This is the Materials repository for the 2019 Centre for Advanced Spatial Analysis' (CASA) Doctoral Summer School for Advanced Spatial Modelling.
The Summer School ran from the 21st to the 23rd of August 2019 with 30 PhD students taking part. Programme for the summer school consisted of 12 30-minute tutorials and a hackathon where participants worked in teams to apply the methods covered in the tutorials to research questions relating to the UK's 2017 Industrial Strategy.
This repository contains teaching and administration materials for the summer school as well as the teams' projects, submitted as R markdown notebooks.The repository is organised as follows:
The R markdown notebook and accompanying html for the three netoworks tutorials delivered by Obi Thompson Sargoni, Dr Elsa Arcaute (CASA) and Dr Neave O'Cleary (Oxford Mathematical Institute)
The R markdown notebook and accompanying html for the three remote sensing tutorials delivered by Matthew Ng, Dr Maxim Chernetskiy (Institute of Geosciences, Mineralogy, FSU Jena), and Dr Andy MacLachlan (CASA)
The R markdown notebook and accompanying html for the three statistics tutorials delivered by Zara Shabrina, Dr Georg Hanh (Biostatistics Department of the T.H. Chan School of Public Health, Harvard University), and Dr Thomas Oléron Evans (CASA)
The R markdown notebook and accompanying html for the three spatial statistics tutorials delivered by Bonnie Buyuklieva, Dr Robin Lovelace (Institute for Transport Studies, University of Leeds), and Dr David Murrell (Research Department of Genetics, Evolution and Environment, Centre for Biodiversity and Environment Research, UCL)
The R markdown and html presentations submitted by the Hackathon teams.

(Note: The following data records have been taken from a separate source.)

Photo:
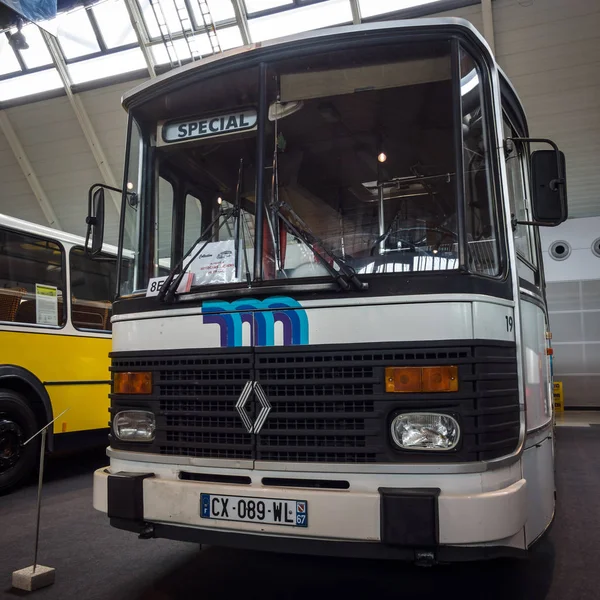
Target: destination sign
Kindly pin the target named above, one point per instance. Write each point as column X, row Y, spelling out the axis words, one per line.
column 213, row 126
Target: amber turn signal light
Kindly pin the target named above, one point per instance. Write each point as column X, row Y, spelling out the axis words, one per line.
column 132, row 383
column 421, row 379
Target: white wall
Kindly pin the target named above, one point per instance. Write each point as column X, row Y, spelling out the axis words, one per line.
column 550, row 50
column 61, row 158
column 574, row 307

The summer school attendees worked in teams to apply the methods covered in the summer school and that attendees use in their research to address research questions related to the Grand Challenges laid out in the UK 2017 Industrial Strategy.
Within this folder are separate folders containing the submissions from each team. In addition to the R markdown and html files that were rpesented by the teams are code, data, and project files used and produced by the teams. An extract of the teams' projects is given below:
Let’s try “to ensure that people can enjoy at least five extra healthy, independent years of life by 2035, whilst narrowing the gap between the experience of the richest and poorest”.

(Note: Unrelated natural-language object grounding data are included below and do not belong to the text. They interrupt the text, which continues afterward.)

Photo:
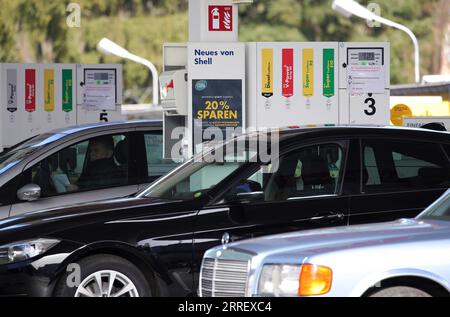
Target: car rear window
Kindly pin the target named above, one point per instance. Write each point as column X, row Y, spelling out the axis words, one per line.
column 403, row 165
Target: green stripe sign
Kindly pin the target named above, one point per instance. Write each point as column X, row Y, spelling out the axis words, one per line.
column 67, row 91
column 328, row 72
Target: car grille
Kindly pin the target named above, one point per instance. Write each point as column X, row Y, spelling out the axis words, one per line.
column 224, row 278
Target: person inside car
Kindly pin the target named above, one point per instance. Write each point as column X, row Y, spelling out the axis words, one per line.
column 101, row 170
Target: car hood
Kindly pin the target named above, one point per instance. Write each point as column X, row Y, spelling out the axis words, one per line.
column 43, row 223
column 339, row 238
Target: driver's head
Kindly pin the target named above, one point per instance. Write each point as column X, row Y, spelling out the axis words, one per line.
column 101, row 148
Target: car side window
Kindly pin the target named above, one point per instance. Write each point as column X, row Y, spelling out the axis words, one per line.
column 310, row 171
column 100, row 162
column 156, row 164
column 403, row 165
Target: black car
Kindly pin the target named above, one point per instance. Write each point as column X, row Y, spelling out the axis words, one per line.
column 81, row 164
column 152, row 244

To do this, we could start by finding out what is the relationship between the difference between healthspan and lifespan and socio-spatial conditions. What variables associate with a life that is both healthy and long, or at the very least healthy for its duration? With a better understanding of these, we can allign policies to suit the needs of an ageing society.

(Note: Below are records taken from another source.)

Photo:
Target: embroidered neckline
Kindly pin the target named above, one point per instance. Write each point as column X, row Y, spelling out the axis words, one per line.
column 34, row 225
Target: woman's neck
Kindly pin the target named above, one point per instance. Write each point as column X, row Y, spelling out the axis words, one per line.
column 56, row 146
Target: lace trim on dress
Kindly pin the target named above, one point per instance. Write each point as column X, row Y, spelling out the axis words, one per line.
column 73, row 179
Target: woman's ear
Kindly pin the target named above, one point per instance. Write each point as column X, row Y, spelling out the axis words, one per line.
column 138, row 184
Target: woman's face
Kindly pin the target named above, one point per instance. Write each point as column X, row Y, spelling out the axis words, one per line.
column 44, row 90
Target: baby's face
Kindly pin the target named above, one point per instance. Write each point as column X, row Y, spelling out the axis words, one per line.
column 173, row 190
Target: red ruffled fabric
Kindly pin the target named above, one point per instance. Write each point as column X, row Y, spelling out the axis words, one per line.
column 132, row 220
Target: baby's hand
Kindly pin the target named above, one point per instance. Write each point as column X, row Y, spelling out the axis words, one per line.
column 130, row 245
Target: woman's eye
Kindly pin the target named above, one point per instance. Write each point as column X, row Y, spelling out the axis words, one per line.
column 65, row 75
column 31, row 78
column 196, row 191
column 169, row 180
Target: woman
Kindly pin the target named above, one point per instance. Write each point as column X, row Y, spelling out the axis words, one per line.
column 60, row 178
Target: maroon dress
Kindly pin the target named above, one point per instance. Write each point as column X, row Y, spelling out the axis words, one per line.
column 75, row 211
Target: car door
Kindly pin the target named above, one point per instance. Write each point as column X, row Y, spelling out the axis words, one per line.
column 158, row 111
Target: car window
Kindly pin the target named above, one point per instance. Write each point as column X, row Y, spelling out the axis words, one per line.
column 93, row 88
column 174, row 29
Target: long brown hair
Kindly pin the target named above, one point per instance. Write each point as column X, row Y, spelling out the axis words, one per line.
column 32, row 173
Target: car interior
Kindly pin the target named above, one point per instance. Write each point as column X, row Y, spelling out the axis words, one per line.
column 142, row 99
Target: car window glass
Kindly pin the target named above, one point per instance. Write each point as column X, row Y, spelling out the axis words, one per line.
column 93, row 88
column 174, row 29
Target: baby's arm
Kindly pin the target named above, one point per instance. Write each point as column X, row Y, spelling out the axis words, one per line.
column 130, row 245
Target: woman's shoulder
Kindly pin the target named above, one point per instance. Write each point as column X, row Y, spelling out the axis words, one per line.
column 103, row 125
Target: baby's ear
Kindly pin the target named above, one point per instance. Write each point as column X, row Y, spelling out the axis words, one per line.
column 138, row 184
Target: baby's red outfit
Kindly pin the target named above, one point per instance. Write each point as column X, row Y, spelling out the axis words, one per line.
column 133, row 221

Using Child Obesity data (10-11 years) as representation of chronic disease, can we model which deprivation factors are prevalent per area in order to inform the government of areas of efficient investment, as well as the public on how to facilitate healthy lifestyle choices?
As part of the industrial Strategy - Clean Growth Grand Challenge there has been a call for the construction industry to reduce whole life cost for assets by 33%, greenhouse gas emission by 50% to drive the UK construction industry as a global leader in clean growth.
Mission: “Use data, Artificial Intelligence and innovation to transform the prevention, early diagnosis and treatment of chronic diseases by 2030”
We aim to address this by…
- Investigating the spatial distribution of obesity in England
- Evaluating the importance of green spaces and sports facilities
- Assessing the significance of other potential explanatory variables
This exercise uses data on the Index of Deprivation to identify the areas of potential need for transport infrastructure networks expansion. This dataset, is compared to existing transport nodes, and car ownerwhip rates and origin-destination datasets. It shows potential hotspots where investment in public transport should be prioritised. Before talking of technological advancement in the automotive industry, it is important to ensure mobility is accessible and affordable for all.
During summer or winter, the more extreme temperatures cause people to use additional energy to either cool down or warm up their properties.
Low energy efficiency during such times would mean a lot of wasted energy to achieve that.
Identify regions more affected by the extreme temperatures that also have low energy efficiency/high energy consumption.
For such regions:
- What is the make-up of the properties?
- Are they mostly old dwellings, are they recently refurbished/insulated etc.?
- How much room is there to achieve the potential energy efficiency (does it correlate with dwelling age)?
Once these regions are identified and have enough potential for improvements:
- What could be the average costs of improving the energy efficiency of the dwellings within these regions ?
- Whether they could reasonably be covered by homeowners and public funding needs to be provided?